The findings of this study provide further evidence that ARBs may offer potential benefits in the progression of PAD beyond merely lowering blood pressure. As a result, Canadian guidelines have incorporated ARBs alongside ACEIs as a first choice into the treatment algorithm for patients with both PAD and HTN [19]. However, additional research is necessary to explore this benefit more precisely, employing a larger sample size, prospective follow-up, and randomized sampling to establish causality regarding the effects of ARBs on disease progression.
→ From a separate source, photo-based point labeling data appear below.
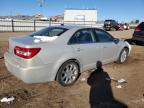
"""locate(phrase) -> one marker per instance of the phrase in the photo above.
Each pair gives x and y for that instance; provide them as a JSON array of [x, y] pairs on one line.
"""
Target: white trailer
[[80, 16]]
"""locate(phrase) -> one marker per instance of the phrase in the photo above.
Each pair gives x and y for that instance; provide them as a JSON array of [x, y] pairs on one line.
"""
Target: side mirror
[[116, 41]]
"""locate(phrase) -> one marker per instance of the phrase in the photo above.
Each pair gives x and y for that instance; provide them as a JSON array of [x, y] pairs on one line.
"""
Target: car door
[[141, 32], [108, 46], [85, 49]]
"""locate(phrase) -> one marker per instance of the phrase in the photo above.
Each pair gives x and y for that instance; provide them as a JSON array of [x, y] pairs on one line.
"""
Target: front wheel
[[123, 56], [68, 73]]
Our team is currently conducting a prospective cohort study aimed at investigating the association between ARBs and various clinical outcomes related to peripheral ischemia, including claudication, ankle-brachial index, and quality of life.
Conclusion
PAD is a common condition worldwide that greatly impacts both mortality and morbidity rates. ARBs may serve as a promising protective treatment option, potentially benefiting disease progression by lowering the risk of amputation and reducing the need for revascularization procedures.
Supporting information
S1 File. Anonymized minimal dataset used for analysis in this study.
https://doi.org/10.1371/journal.pone.0330522.s001
(XLSX)
S2 File. STROBE checklist for reporting observational studies.
https://doi.org/10.1371/journal.pone.0330522.s002
(DOCX)
Acknowledgments
The authors would like to acknowledge the Deanship of Research at Jordan University of Science and Technology for approving this research (approval number: 2023/585).